The afternoon and morning light are definitely the best for photography. After my second morning photographing flowers, I went for a bike ride, hike in a canyon, and a swim at Furnace Creek ($5 to get a pool pass for the day!). Then it was time to head home. The trip was quick, but totally refreshed me. Seeing the beautiful flowers growing in such a desolate place revealed more of the beauties of our planet and made me feel so alive.
If you'd like to know more, the DesertUSA has a Death Valley Wildflower Report has more info on what's blooming now.

4 comments:

jhami said...

Gorgeous!!!!!!

Carolyn James said...

I love Death Valley.
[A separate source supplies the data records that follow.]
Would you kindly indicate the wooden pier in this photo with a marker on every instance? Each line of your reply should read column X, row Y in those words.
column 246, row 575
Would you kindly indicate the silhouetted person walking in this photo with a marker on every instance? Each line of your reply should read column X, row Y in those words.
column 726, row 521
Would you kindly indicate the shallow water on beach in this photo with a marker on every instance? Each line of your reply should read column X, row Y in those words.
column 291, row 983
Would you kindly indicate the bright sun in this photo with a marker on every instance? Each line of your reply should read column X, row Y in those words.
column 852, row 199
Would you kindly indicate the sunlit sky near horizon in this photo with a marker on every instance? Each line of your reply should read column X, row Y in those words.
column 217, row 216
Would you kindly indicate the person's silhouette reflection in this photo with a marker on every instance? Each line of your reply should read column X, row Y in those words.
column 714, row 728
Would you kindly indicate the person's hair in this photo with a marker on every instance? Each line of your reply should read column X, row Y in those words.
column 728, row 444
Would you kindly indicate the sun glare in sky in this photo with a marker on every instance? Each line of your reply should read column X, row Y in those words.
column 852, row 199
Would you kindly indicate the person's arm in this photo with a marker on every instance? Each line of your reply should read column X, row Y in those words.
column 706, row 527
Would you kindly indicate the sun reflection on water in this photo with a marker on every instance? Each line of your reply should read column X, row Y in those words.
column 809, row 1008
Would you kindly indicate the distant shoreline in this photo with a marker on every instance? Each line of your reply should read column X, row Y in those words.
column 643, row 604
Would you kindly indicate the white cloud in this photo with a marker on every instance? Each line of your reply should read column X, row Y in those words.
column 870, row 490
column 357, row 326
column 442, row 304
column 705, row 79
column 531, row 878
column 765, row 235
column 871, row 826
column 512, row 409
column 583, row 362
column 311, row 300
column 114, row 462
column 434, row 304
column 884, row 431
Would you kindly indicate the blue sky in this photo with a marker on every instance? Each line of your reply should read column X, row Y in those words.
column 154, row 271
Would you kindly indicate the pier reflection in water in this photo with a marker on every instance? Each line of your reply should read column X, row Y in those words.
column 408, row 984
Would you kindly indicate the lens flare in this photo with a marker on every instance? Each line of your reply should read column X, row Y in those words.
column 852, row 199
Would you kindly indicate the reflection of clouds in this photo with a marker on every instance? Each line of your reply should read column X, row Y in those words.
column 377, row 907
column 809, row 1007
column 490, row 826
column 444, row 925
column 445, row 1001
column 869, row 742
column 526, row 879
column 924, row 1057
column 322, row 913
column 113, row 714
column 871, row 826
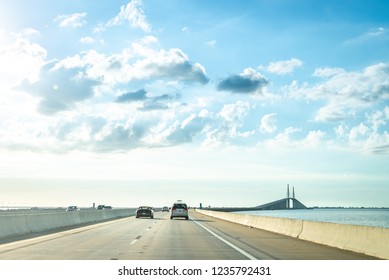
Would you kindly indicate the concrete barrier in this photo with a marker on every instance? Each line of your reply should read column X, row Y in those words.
column 18, row 224
column 373, row 241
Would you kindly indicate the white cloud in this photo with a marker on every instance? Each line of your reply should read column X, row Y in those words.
column 87, row 40
column 314, row 139
column 211, row 44
column 345, row 93
column 248, row 82
column 328, row 72
column 284, row 67
column 73, row 20
column 227, row 125
column 268, row 123
column 20, row 60
column 372, row 34
column 134, row 14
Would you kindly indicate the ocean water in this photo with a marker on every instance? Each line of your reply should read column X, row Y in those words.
column 375, row 217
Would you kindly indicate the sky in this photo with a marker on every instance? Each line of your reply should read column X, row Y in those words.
column 222, row 103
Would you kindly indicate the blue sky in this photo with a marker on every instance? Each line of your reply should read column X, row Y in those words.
column 213, row 102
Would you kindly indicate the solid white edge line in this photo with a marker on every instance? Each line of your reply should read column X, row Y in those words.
column 227, row 242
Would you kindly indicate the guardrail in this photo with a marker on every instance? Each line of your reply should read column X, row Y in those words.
column 373, row 241
column 15, row 223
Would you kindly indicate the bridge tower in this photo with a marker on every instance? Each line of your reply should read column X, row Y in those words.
column 287, row 197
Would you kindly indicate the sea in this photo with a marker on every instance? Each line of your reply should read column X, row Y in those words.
column 374, row 217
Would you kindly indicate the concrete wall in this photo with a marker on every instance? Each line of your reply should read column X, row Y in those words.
column 18, row 224
column 373, row 241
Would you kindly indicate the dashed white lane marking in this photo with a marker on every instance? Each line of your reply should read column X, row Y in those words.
column 227, row 242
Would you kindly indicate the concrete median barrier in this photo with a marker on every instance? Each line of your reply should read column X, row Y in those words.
column 19, row 224
column 373, row 241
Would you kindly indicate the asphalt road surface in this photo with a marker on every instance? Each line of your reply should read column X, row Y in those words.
column 199, row 238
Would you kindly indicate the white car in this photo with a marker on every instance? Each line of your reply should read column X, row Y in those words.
column 179, row 210
column 72, row 208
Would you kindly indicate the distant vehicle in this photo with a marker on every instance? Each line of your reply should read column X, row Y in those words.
column 72, row 208
column 179, row 210
column 145, row 211
column 102, row 207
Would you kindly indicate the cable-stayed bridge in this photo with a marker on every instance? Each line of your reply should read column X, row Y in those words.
column 290, row 202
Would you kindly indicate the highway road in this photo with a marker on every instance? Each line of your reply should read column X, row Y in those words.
column 199, row 238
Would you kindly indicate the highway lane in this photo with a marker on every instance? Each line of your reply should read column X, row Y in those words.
column 199, row 238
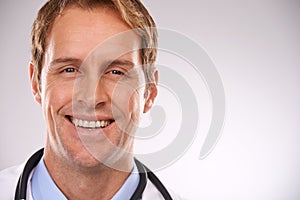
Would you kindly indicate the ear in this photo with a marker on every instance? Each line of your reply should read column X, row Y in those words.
column 34, row 83
column 151, row 93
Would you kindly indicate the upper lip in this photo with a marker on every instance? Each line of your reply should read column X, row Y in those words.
column 91, row 117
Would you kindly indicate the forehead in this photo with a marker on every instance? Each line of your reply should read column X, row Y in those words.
column 78, row 31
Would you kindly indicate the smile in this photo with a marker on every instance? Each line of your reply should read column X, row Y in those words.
column 90, row 124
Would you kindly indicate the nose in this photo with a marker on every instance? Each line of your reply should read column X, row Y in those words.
column 89, row 93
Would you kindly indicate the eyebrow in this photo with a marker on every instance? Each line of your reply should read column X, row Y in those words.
column 65, row 60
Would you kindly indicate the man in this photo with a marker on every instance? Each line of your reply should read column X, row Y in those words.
column 93, row 73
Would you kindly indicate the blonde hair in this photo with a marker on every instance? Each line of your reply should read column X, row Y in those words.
column 132, row 12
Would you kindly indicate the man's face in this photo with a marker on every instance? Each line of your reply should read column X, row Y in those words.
column 92, row 96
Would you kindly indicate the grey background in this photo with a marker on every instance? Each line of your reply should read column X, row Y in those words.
column 255, row 46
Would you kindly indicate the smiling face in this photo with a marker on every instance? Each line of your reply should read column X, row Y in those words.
column 92, row 95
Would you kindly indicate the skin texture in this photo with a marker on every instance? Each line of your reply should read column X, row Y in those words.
column 83, row 162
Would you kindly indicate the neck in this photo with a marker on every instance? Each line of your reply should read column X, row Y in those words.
column 97, row 182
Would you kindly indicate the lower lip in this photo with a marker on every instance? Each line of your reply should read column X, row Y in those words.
column 90, row 131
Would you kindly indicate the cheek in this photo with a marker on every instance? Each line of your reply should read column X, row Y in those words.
column 55, row 95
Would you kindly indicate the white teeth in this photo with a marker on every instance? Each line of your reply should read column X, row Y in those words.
column 90, row 124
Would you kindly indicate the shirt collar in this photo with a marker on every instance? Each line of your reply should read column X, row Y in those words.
column 43, row 187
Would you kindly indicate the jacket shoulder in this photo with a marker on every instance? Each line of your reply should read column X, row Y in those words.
column 8, row 181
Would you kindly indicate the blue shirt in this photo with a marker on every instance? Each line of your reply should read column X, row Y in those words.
column 43, row 187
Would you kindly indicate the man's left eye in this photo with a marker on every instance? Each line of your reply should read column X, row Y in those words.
column 117, row 72
column 70, row 70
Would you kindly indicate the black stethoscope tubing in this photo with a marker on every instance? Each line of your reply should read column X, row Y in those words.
column 144, row 173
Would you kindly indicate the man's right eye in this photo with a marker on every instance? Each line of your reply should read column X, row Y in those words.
column 70, row 70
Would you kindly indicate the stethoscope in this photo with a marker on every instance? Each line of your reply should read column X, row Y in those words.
column 144, row 173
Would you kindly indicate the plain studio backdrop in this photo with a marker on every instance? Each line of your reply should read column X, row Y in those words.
column 255, row 46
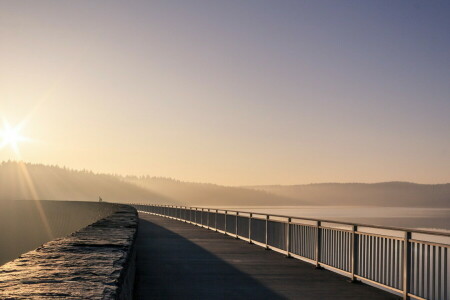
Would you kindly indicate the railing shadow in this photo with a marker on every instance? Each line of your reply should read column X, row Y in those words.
column 169, row 266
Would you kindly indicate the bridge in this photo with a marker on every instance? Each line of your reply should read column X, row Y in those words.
column 200, row 253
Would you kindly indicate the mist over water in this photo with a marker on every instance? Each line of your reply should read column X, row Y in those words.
column 28, row 224
column 407, row 217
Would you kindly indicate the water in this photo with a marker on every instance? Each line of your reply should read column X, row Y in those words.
column 435, row 219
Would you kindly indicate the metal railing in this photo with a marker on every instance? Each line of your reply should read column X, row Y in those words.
column 412, row 263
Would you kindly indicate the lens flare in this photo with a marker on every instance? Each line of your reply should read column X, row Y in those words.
column 11, row 137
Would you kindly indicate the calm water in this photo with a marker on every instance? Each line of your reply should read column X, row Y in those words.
column 418, row 218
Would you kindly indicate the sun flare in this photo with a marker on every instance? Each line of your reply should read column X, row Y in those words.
column 10, row 136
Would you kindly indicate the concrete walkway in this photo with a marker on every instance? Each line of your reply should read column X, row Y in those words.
column 176, row 260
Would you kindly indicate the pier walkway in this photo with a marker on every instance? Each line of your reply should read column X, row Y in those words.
column 176, row 260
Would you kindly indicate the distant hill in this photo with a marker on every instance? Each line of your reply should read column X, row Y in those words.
column 203, row 194
column 374, row 194
column 24, row 181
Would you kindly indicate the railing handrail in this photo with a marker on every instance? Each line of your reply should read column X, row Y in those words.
column 393, row 262
column 391, row 228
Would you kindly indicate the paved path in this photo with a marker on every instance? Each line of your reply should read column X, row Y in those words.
column 176, row 260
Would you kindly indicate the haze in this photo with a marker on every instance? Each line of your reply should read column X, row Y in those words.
column 234, row 93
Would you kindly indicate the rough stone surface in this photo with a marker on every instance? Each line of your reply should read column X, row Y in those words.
column 96, row 262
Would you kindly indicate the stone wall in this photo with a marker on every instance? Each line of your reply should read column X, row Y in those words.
column 27, row 224
column 96, row 262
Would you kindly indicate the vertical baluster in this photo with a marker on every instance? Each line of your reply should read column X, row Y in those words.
column 318, row 243
column 406, row 264
column 439, row 263
column 288, row 237
column 267, row 229
column 433, row 273
column 353, row 253
column 445, row 264
column 250, row 228
column 225, row 222
column 236, row 225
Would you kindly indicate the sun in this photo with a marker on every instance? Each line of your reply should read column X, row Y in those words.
column 11, row 137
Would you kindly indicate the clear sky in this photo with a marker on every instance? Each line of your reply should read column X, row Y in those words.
column 231, row 92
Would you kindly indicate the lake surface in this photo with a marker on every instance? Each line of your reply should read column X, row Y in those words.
column 436, row 219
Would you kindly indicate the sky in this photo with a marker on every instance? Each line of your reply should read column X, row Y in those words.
column 231, row 92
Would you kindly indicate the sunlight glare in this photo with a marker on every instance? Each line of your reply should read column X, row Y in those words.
column 10, row 136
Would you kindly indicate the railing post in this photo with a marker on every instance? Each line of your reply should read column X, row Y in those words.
column 288, row 237
column 215, row 219
column 406, row 264
column 354, row 253
column 250, row 228
column 318, row 244
column 237, row 216
column 267, row 234
column 201, row 218
column 225, row 229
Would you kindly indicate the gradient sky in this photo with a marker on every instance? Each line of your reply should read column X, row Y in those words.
column 231, row 92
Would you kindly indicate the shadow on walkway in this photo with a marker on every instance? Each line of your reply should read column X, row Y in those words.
column 170, row 266
column 176, row 260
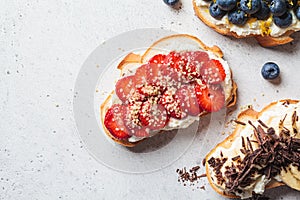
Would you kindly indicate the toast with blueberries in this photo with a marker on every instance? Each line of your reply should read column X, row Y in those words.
column 177, row 80
column 270, row 22
column 262, row 152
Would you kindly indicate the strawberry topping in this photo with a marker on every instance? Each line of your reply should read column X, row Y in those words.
column 210, row 98
column 157, row 59
column 132, row 122
column 124, row 87
column 172, row 104
column 175, row 60
column 114, row 123
column 153, row 115
column 188, row 100
column 212, row 72
column 167, row 86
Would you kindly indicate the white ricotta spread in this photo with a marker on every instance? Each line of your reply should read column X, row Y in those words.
column 252, row 27
column 271, row 118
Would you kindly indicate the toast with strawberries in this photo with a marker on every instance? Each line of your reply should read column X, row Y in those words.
column 177, row 80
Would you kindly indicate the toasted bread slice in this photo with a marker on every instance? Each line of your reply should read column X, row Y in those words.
column 275, row 113
column 261, row 34
column 180, row 42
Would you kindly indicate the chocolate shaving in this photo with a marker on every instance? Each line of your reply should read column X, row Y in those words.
column 294, row 118
column 191, row 175
column 271, row 131
column 236, row 158
column 274, row 153
column 249, row 145
column 263, row 124
column 239, row 122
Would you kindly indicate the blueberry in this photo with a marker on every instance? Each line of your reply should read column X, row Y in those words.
column 283, row 21
column 291, row 3
column 171, row 2
column 226, row 5
column 250, row 6
column 215, row 11
column 237, row 17
column 297, row 12
column 278, row 7
column 270, row 71
column 264, row 11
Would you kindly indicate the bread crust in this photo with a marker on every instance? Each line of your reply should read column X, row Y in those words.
column 244, row 116
column 134, row 58
column 265, row 41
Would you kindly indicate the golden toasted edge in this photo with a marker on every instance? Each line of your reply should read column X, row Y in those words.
column 216, row 50
column 135, row 58
column 243, row 117
column 265, row 41
column 130, row 58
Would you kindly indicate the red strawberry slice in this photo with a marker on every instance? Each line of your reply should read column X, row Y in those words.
column 153, row 115
column 150, row 90
column 114, row 123
column 124, row 87
column 212, row 72
column 154, row 76
column 170, row 76
column 187, row 97
column 196, row 56
column 175, row 60
column 148, row 73
column 132, row 122
column 141, row 74
column 210, row 98
column 141, row 132
column 195, row 60
column 157, row 59
column 172, row 104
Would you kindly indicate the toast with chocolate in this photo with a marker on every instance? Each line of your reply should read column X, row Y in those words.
column 262, row 152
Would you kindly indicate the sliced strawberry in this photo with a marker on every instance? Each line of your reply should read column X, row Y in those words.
column 188, row 100
column 132, row 122
column 175, row 60
column 170, row 76
column 195, row 60
column 124, row 87
column 154, row 76
column 114, row 123
column 150, row 90
column 172, row 104
column 212, row 72
column 141, row 74
column 148, row 73
column 141, row 132
column 157, row 59
column 153, row 115
column 210, row 98
column 196, row 56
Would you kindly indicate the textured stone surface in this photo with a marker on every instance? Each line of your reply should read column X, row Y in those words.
column 42, row 47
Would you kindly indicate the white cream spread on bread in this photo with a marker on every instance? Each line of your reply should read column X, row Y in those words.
column 253, row 26
column 280, row 125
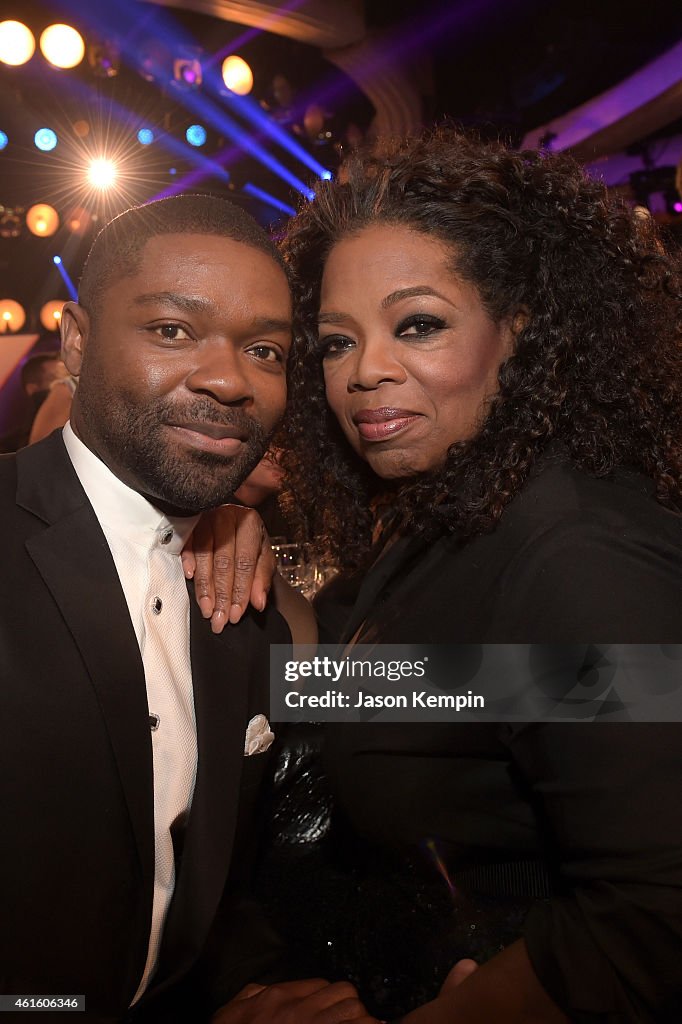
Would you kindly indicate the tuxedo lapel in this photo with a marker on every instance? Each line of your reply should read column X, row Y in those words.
column 74, row 560
column 220, row 679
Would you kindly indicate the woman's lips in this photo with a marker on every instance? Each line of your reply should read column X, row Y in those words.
column 380, row 424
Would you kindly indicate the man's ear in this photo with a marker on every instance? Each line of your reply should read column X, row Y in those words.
column 75, row 329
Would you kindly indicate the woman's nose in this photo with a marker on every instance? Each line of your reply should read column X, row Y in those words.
column 376, row 361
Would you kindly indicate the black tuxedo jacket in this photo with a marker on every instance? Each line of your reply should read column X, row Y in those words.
column 76, row 772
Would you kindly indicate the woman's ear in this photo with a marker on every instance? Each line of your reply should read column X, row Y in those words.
column 75, row 327
column 519, row 321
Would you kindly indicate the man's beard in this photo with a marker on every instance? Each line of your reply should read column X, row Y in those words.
column 175, row 477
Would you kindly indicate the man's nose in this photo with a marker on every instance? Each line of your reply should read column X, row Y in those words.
column 221, row 373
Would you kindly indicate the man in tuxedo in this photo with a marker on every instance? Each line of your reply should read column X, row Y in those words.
column 126, row 796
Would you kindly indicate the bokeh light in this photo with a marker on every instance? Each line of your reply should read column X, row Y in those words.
column 12, row 315
column 45, row 139
column 42, row 219
column 237, row 75
column 50, row 314
column 62, row 46
column 101, row 173
column 16, row 43
column 196, row 135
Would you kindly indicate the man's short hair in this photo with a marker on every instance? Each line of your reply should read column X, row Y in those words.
column 117, row 251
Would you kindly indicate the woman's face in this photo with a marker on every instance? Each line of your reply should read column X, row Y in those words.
column 410, row 354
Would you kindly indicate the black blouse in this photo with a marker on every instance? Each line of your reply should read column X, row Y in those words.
column 580, row 822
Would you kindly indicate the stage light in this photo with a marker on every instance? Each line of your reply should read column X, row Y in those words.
column 104, row 58
column 12, row 316
column 45, row 139
column 272, row 201
column 238, row 76
column 50, row 314
column 11, row 221
column 62, row 46
column 42, row 219
column 77, row 220
column 101, row 173
column 187, row 73
column 71, row 287
column 16, row 43
column 196, row 135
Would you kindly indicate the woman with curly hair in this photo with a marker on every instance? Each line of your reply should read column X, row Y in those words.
column 485, row 434
column 484, row 430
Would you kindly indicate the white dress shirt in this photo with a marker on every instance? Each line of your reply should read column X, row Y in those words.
column 145, row 546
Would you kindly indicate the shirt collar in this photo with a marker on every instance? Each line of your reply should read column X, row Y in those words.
column 122, row 510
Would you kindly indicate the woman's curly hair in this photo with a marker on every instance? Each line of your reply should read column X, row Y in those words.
column 598, row 365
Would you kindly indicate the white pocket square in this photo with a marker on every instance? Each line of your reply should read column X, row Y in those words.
column 258, row 736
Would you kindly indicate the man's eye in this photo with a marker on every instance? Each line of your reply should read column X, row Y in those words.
column 172, row 332
column 267, row 353
column 420, row 326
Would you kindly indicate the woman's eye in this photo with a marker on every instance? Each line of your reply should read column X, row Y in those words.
column 334, row 344
column 420, row 326
column 267, row 353
column 172, row 332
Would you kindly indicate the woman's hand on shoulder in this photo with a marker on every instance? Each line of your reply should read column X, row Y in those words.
column 230, row 560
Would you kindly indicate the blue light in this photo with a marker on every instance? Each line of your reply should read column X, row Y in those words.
column 45, row 139
column 266, row 198
column 196, row 134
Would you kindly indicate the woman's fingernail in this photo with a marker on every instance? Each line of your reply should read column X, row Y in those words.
column 217, row 621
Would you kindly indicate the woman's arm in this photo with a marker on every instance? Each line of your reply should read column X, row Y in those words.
column 505, row 990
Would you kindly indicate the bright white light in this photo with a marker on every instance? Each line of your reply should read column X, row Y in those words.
column 101, row 173
column 62, row 46
column 238, row 76
column 16, row 43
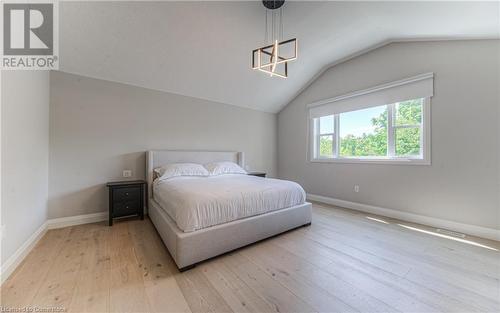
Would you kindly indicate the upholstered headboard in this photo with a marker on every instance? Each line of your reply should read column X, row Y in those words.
column 157, row 158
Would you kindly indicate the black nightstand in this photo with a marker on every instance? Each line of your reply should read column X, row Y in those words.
column 127, row 198
column 260, row 174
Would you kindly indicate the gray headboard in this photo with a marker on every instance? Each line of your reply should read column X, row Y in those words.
column 157, row 158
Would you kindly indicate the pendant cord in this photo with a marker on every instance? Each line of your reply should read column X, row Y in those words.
column 267, row 37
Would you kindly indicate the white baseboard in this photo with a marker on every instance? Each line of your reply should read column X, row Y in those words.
column 483, row 232
column 76, row 220
column 14, row 260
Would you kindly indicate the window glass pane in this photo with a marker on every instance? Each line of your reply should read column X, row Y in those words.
column 326, row 146
column 407, row 141
column 363, row 133
column 326, row 124
column 408, row 112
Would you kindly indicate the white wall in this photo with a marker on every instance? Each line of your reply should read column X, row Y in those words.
column 99, row 128
column 462, row 183
column 25, row 142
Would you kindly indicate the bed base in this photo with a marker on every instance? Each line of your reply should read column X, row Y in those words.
column 189, row 249
column 187, row 268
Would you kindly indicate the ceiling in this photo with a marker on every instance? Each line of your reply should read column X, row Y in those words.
column 202, row 49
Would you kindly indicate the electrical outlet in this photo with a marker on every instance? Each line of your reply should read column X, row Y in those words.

Only been there twice but both times it was so memorable. I may have camped at the Ashford Mill site because your photo looks so much like the view of the mountains I woke up to ...

Amanda B said...

Beautiful, beautiful, beautiful! We can't wait to take wild flower hikes in our neck of the woods. Interesting pic on military bird too. Glad you got to go to Death Valley to take it all in.

Daniel Dull said...

While the Stealth bomber may remove the feeling of isolation, the reason it is there is isolation! Radar isolation! Death Valley is the only place in the US where, once you dip below the mountains, you are free of radar and radio inference. Having worked in DEVA for 6 years, it became normal to see the Stealth and accompanying chase/radar plane every Wednesday morning. They come to the valley to test new(er) stealth technology without having any radar interference. The chase plane is a one of a kind that has a few radar domes on it and it will fly ahead/behind/below the stealth depending on what they are testing tat day.